The idea that the world is an illusion tells us nothing. A word, to mean something, must also not mean something else. We understand illusion because we understand reality. To call everything an illusion would destroy the very concept of reality needed to establish what an illusion was in the first place. Therefore, it is better to ask, what is and is not real?

For people with common sense, the world is about as much an illusion as there is illusion in the sting of a bellyflop. I remember my first: it was P.E., and despite my stiff upper lip, the reality that was radiating pink heat and pain from off my belly was screaming its testimony for all to see. These two hands of mine are also self-evidently real. So now we have three real things. If anyone disagrees, then I would like to offer them, in friendly and gentlemanly fashion, my hospitality at hearth and home, and then imprint on their belly a burning bright hand print. Extreme scepticism usually has a shelf-life that is inverse to suffering.

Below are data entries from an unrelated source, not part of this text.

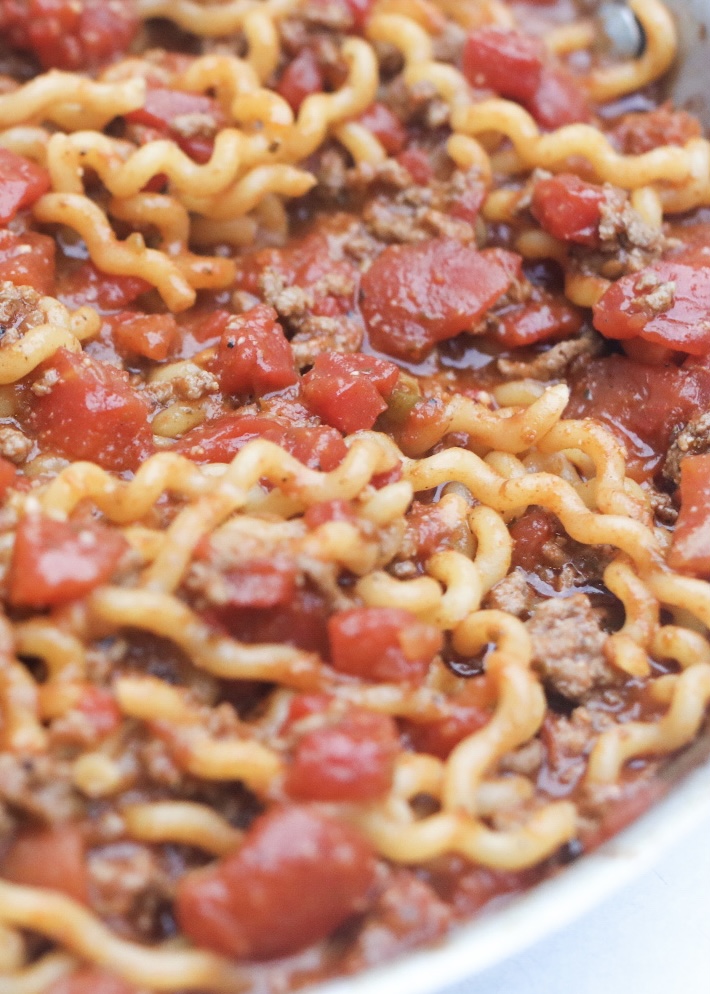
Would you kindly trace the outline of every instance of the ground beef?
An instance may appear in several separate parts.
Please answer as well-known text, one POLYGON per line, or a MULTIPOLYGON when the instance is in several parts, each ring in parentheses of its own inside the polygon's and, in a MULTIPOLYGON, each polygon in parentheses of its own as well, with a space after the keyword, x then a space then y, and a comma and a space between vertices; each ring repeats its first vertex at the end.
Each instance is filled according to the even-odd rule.
POLYGON ((12 345, 31 328, 44 324, 52 312, 66 314, 61 304, 50 311, 40 306, 42 294, 29 286, 0 282, 0 347, 12 345))
POLYGON ((525 579, 521 569, 514 569, 496 583, 488 594, 484 607, 494 611, 505 611, 516 618, 529 618, 540 598, 525 579))
POLYGON ((710 411, 689 421, 678 432, 663 463, 663 475, 676 486, 680 483, 680 466, 686 456, 702 456, 710 452, 710 411))
POLYGON ((372 199, 363 220, 367 230, 380 241, 406 243, 446 237, 470 242, 475 237, 471 220, 452 215, 452 207, 482 199, 482 186, 475 170, 456 170, 447 181, 428 186, 409 186, 372 199))
POLYGON ((311 366, 323 352, 357 352, 360 348, 361 321, 347 315, 314 314, 312 310, 319 296, 352 298, 355 285, 342 274, 328 274, 312 287, 286 286, 283 276, 267 267, 259 278, 259 287, 264 301, 274 308, 291 333, 291 349, 299 368, 311 366))
POLYGON ((84 807, 73 764, 56 756, 0 753, 0 806, 45 823, 71 821, 84 807))
POLYGON ((527 628, 533 666, 563 697, 583 701, 590 691, 613 683, 603 651, 607 636, 586 594, 538 604, 527 628))
POLYGON ((499 359, 498 370, 509 379, 556 380, 563 377, 570 363, 580 356, 599 355, 604 339, 596 332, 582 331, 578 338, 556 342, 532 359, 499 359))
POLYGON ((451 922, 451 909, 411 870, 390 871, 386 887, 345 957, 343 971, 356 973, 433 942, 448 931, 451 922))
POLYGON ((610 132, 614 145, 624 155, 643 155, 661 145, 685 145, 702 134, 699 122, 687 111, 663 104, 645 113, 624 114, 610 132))
POLYGON ((19 466, 32 451, 32 440, 17 428, 0 426, 0 456, 19 466))
POLYGON ((616 280, 651 265, 667 247, 666 236, 643 220, 628 195, 607 184, 600 206, 599 244, 595 248, 570 246, 568 275, 577 271, 616 280))
POLYGON ((138 941, 162 937, 158 918, 173 887, 155 848, 115 842, 89 855, 88 870, 92 908, 115 931, 138 941))

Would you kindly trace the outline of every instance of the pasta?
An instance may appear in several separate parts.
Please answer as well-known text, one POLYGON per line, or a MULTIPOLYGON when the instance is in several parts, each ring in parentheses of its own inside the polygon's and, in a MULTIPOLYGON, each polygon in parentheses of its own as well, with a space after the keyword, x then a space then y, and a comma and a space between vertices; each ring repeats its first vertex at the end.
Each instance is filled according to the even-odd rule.
POLYGON ((630 6, 0 5, 0 994, 364 970, 704 734, 710 144, 630 6))

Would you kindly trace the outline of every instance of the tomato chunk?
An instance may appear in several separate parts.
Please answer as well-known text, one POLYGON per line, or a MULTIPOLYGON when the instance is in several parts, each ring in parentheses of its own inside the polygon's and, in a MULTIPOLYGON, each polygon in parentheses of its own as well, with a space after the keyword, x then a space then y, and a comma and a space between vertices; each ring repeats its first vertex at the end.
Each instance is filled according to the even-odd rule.
POLYGON ((390 789, 398 752, 391 718, 353 708, 303 736, 285 789, 301 801, 373 801, 390 789))
POLYGON ((312 93, 323 90, 325 80, 312 49, 302 49, 284 70, 276 90, 297 113, 301 104, 312 93))
POLYGON ((126 114, 131 124, 141 124, 180 146, 196 162, 207 162, 214 151, 214 136, 226 124, 219 103, 202 93, 150 87, 142 107, 126 114))
POLYGON ((372 132, 388 155, 396 155, 407 144, 407 129, 385 104, 371 104, 357 121, 372 132))
POLYGON ((590 121, 592 112, 581 84, 566 69, 547 67, 527 109, 549 131, 590 121))
POLYGON ((612 139, 626 155, 643 155, 662 145, 685 145, 701 135, 697 118, 685 110, 674 110, 670 104, 643 113, 624 114, 611 130, 612 139))
POLYGON ((91 71, 125 52, 139 19, 133 0, 3 0, 0 34, 43 69, 91 71))
POLYGON ((111 276, 87 260, 64 277, 58 296, 67 307, 90 304, 102 312, 120 311, 150 288, 140 276, 111 276))
POLYGON ((355 829, 294 805, 258 818, 233 855, 187 873, 175 909, 197 945, 268 959, 326 938, 363 911, 374 878, 372 850, 355 829))
POLYGON ((0 231, 0 282, 31 286, 37 293, 54 292, 54 239, 26 231, 0 231))
POLYGON ((276 607, 288 604, 296 592, 295 567, 279 560, 251 559, 223 576, 230 607, 276 607))
POLYGON ((530 209, 553 237, 594 247, 599 244, 599 222, 605 200, 603 187, 585 183, 573 173, 561 173, 538 180, 530 209))
POLYGON ((314 414, 349 435, 372 428, 387 409, 398 377, 399 370, 386 359, 324 352, 303 377, 301 391, 314 414))
POLYGON ((321 594, 307 587, 296 587, 287 603, 263 608, 227 604, 214 610, 212 617, 248 645, 282 642, 324 657, 328 651, 328 605, 321 594))
POLYGON ((513 566, 533 573, 542 562, 543 547, 559 535, 556 518, 542 507, 532 507, 510 526, 513 566))
POLYGON ((137 989, 113 973, 85 966, 56 980, 51 994, 137 994, 137 989))
POLYGON ((571 338, 582 327, 583 321, 583 312, 578 307, 550 294, 502 314, 495 337, 506 348, 521 348, 537 342, 571 338))
POLYGON ((150 454, 148 405, 124 372, 64 348, 39 372, 46 392, 28 392, 27 420, 48 449, 119 472, 150 454))
POLYGON ((113 694, 92 683, 82 689, 76 707, 89 720, 96 738, 111 735, 121 724, 121 712, 113 694))
POLYGON ((50 187, 49 173, 24 155, 0 148, 0 224, 30 207, 50 187))
POLYGON ((352 14, 353 23, 359 31, 362 31, 367 24, 373 3, 374 0, 345 0, 345 5, 352 14))
POLYGON ((87 904, 88 874, 79 827, 23 829, 2 860, 0 876, 25 887, 58 890, 87 904))
POLYGON ((538 38, 505 28, 472 31, 463 50, 463 71, 468 81, 510 100, 532 99, 544 64, 545 46, 538 38))
POLYGON ((680 464, 680 514, 668 556, 672 569, 710 575, 710 455, 680 464))
POLYGON ((28 514, 20 521, 10 567, 13 604, 46 607, 83 597, 108 580, 128 549, 120 532, 28 514))
POLYGON ((624 356, 590 360, 572 384, 566 417, 598 418, 625 444, 634 479, 651 476, 665 458, 670 434, 710 403, 710 370, 654 366, 624 356))
POLYGON ((273 307, 233 314, 222 333, 214 370, 225 393, 257 397, 297 380, 291 346, 273 307))
POLYGON ((2 499, 15 482, 17 470, 9 459, 0 456, 0 499, 2 499))
POLYGON ((303 520, 308 528, 319 528, 329 521, 356 521, 357 515, 346 500, 324 500, 311 504, 303 515, 303 520))
POLYGON ((643 338, 691 355, 710 352, 710 266, 657 262, 612 283, 593 308, 606 338, 643 338))
POLYGON ((340 611, 328 637, 334 668, 367 680, 421 680, 442 646, 438 628, 395 607, 340 611))
POLYGON ((280 445, 311 469, 329 472, 338 466, 347 449, 333 428, 285 426, 259 415, 224 414, 188 431, 175 451, 197 463, 230 462, 254 438, 280 445))
POLYGON ((119 352, 160 362, 170 355, 178 326, 172 314, 137 314, 120 311, 108 323, 119 352))
POLYGON ((473 86, 522 103, 543 128, 590 118, 577 80, 548 61, 538 38, 520 31, 490 27, 471 32, 464 46, 463 71, 473 86))
POLYGON ((450 238, 390 245, 362 278, 360 306, 376 349, 417 360, 471 328, 509 283, 500 259, 450 238))

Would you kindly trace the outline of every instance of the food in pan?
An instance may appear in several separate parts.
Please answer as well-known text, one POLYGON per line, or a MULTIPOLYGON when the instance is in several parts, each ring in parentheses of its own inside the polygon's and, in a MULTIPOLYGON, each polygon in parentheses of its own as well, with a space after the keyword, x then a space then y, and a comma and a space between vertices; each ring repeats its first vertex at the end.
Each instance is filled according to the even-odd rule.
POLYGON ((352 974, 666 789, 710 144, 632 7, 0 4, 4 992, 352 974))

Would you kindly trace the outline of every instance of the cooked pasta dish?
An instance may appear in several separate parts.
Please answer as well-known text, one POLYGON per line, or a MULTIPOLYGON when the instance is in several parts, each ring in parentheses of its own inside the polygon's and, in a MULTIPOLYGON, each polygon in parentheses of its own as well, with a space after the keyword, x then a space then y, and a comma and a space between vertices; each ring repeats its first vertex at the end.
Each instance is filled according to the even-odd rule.
POLYGON ((276 994, 710 702, 710 142, 573 0, 0 0, 0 992, 276 994))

Many might take issue with my brute fact approach. That’s OK, if we agree that all axioms are undemonstrable. Axioms are never deduced, they are assumed without proof because of the problem of infinite regress. To ask justification for an axiom would force us back to another proposition, and since that would also require justification, we would be forced to go on ad infinitum. Where we take our leave from that infinite train is where we reveal our biases. That is why I stand with Nietzsche concerning first things – that every great philosophy consists of the confession of its originator, and a species of involuntary and unconscious autobiography. But unlike Nietzsche, I believe that God is not dead. And that has made all the difference. Since my God is the author of reality and history, I have no qualms about my belief being a confession and an autobiography. How could it be otherwise? So for all who are wondering what is really real… well, have I got good news for you!